I have a document collection with following structure
uid, name
With a Index
db.Collection.createIndex({name: "text"})
It contains following data
1, iphone
2, iphóne
3, iphonë
4, iphónë
When I am doing text search for iphone
I am getting only two records, which is unexpected
actual output
--------------
1, iphone
2, iphóne
If I search for iphonë
db.Collection.find( { $text: { $search: "iphonë"} } );
I am getting
---------------------
3, iphonë
4, iphónë
But Actually I am expecting following output
db.Collection.find( { $text: { $search: "iphone"} } );
db.Collection.find( { $text: { $search: "iphónë"} } );
Expected output
------------------
1, iphone
2, iphóne
3, iphonë
4, iphónë
am I missing something here?
How can I get above expected outputs, with search of iphone
or iphónë
?
Since mongodb 3.2, text indexes are diacritic insensitive:
With version 3, text index is diacritic insensitive. That is, the
index does not distinguish between characters that contain diacritical
marks and their non-marked counterpart, such as é, ê, and e.
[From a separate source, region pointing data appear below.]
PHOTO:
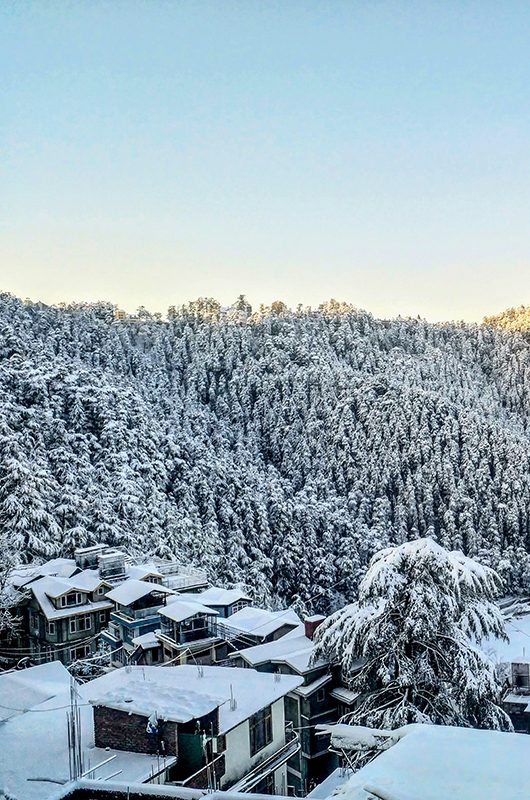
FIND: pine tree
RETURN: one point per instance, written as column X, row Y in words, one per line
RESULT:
column 409, row 645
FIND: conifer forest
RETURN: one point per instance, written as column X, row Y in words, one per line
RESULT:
column 277, row 448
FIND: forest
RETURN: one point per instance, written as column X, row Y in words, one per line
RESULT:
column 277, row 448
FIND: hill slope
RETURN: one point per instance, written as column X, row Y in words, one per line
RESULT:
column 282, row 451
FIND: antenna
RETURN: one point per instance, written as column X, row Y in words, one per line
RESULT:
column 73, row 718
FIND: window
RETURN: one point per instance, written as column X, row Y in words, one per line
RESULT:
column 82, row 623
column 260, row 725
column 79, row 652
column 72, row 599
column 239, row 605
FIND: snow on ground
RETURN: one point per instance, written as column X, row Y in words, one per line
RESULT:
column 432, row 762
column 34, row 751
column 518, row 631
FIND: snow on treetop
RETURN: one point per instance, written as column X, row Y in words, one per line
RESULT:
column 390, row 566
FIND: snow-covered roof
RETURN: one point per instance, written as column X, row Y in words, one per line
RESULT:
column 184, row 693
column 44, row 588
column 515, row 697
column 218, row 596
column 328, row 786
column 147, row 640
column 518, row 632
column 88, row 580
column 35, row 745
column 293, row 651
column 22, row 689
column 142, row 571
column 269, row 651
column 132, row 589
column 306, row 691
column 344, row 695
column 260, row 622
column 178, row 610
column 56, row 587
column 431, row 762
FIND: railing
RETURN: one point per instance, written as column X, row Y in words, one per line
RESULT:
column 270, row 764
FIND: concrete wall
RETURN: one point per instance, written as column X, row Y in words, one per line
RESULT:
column 122, row 731
column 238, row 760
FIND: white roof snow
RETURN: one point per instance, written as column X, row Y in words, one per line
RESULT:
column 259, row 622
column 35, row 745
column 133, row 589
column 147, row 640
column 328, row 786
column 434, row 762
column 293, row 651
column 179, row 610
column 88, row 580
column 269, row 651
column 41, row 589
column 22, row 689
column 344, row 695
column 306, row 691
column 185, row 693
column 518, row 632
column 142, row 571
column 218, row 596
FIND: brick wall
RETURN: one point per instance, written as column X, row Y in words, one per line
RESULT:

More
specifically, the text index strips the characters categorized as
diacritics in Unicode 8.0 Character Database Prop List.
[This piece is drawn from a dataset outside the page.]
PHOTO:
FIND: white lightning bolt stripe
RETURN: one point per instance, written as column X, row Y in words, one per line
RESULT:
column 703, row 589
So the following query should work:
db.Collection.find( { $text: { $search: "iphone"} } );
db.Collection.find( { name: { $regex: "iphone"} } );
but it looks like there is a bug with dieresis ( ¨ ), even if it's caterorized as diacritic in unicode 8.0 list (issue on JIRA: SERVER-29918 )
Solution
since mongodb 3.4 you can use collation which allows you to perform this kind of query :
for example, to get your expected output, run the following query:
db.Collection.find({name: "iphone"}).collation({locale: "en", strength: 1})
this will output:
{ "_id" : 1, "name" : "iphone" }
{ "_id" : 2, "name" : "iphône" }
{ "_id" : 3, "name" : "iphonë" }
{ "_id" : 4, "name" : "iphônë" }
in the collation, strength
is the level of comparaison to perform
- 1 : base character only
- 2 : diacritic sensitive
- 3 : case sensitive + diacritic sensitive